Anti-High-rise Initiative

The people prevail to keep buildings low and save ocean views

“In 1970 the mayor of Laguna, who was also the president of the Chamber of Commerce, proposed a new zone that would permit hotels and condos up to one hundred feet tall along the beach front, allowing a string of high-rise buildings from Broadway to Bluebird Canyon.

The new zone was supported by the City Council and the Planning Commission, the Chamber of Commerce, the Board of Realtors, the architects and builders, the downtown merchants, the hotel and motel owners, and the most influential newspaper in town, the News-Post.
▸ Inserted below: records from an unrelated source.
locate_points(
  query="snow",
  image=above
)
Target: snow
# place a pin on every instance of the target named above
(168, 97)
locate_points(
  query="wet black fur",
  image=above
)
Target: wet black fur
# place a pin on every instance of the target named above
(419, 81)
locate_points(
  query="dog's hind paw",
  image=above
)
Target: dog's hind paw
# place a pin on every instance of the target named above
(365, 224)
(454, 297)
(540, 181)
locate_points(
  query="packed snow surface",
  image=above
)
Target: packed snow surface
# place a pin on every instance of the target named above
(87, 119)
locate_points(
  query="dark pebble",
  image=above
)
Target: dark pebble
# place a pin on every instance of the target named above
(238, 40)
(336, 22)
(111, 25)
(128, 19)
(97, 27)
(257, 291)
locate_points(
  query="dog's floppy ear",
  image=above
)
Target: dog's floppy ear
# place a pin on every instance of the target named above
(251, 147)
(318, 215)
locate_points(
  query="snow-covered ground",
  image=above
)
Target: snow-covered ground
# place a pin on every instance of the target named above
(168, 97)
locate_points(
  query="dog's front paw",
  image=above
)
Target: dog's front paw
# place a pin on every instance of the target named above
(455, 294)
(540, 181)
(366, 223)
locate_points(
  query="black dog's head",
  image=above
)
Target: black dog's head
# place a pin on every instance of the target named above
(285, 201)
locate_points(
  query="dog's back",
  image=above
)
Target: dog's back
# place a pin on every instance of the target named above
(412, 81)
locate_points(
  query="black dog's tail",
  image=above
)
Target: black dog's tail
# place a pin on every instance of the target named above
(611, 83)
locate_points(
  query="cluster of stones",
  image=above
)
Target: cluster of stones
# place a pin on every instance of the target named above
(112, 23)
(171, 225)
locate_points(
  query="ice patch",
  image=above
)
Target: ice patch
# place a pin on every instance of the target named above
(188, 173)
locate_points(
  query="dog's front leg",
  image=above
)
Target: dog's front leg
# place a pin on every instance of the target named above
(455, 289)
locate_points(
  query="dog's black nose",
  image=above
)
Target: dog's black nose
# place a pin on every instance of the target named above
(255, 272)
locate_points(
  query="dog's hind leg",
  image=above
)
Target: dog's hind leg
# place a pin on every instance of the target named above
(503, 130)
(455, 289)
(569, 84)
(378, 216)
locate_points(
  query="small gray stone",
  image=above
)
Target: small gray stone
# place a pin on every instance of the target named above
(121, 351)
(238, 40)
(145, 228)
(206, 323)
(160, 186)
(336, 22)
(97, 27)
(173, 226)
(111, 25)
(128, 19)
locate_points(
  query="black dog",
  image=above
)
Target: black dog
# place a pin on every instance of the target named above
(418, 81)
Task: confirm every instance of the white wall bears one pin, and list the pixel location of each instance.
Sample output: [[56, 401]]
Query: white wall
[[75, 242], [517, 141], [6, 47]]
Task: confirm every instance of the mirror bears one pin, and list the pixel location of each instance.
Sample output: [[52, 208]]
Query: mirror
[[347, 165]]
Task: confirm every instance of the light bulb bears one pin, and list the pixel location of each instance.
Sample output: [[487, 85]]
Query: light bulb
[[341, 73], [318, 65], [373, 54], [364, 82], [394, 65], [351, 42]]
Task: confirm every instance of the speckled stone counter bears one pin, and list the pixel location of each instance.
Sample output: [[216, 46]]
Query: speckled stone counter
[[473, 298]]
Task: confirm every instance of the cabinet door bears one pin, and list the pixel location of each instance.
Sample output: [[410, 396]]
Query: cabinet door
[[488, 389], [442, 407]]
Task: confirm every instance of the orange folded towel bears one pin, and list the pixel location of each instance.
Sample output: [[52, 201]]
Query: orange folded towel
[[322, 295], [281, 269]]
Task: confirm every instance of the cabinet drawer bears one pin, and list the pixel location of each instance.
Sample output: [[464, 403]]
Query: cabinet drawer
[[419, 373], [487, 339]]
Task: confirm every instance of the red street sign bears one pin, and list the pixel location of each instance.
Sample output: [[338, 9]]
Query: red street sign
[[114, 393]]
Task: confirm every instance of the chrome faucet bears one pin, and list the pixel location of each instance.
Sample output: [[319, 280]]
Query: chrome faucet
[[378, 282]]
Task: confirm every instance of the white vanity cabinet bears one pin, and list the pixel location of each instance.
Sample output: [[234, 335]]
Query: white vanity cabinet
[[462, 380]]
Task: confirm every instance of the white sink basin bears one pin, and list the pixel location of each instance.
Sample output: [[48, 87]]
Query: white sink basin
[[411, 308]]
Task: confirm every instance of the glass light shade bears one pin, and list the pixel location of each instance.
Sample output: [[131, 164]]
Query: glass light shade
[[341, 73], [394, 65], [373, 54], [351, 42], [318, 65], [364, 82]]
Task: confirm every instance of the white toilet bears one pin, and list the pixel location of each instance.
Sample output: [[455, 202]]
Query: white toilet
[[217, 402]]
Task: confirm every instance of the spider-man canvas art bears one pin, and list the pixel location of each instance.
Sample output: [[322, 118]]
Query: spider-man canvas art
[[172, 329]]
Everybody supported the new high-rise zone—except concerned citizens. An ad hoc committee was hastily formed to write an initiative to establish a city-wide building height limit of 36 feet. On August 3, 1971, the initiative was approved in every precinct and Laguna Beach became the first city in America to use the initiative process to establish a city-wide height limit. Arnold Hano, who led the initiative effort nearly 40 years ago, encourages us, “I hope the lesson is clear. The people count. When we show up in force, when we are united, we hold back the seemingly inevitable tide.”

In Laguna this strong tradition continues. Not only has the height limit helped preserve the village character of our community, but citizen activism encouraged by the initiative’s success lives on in dealing with other issues.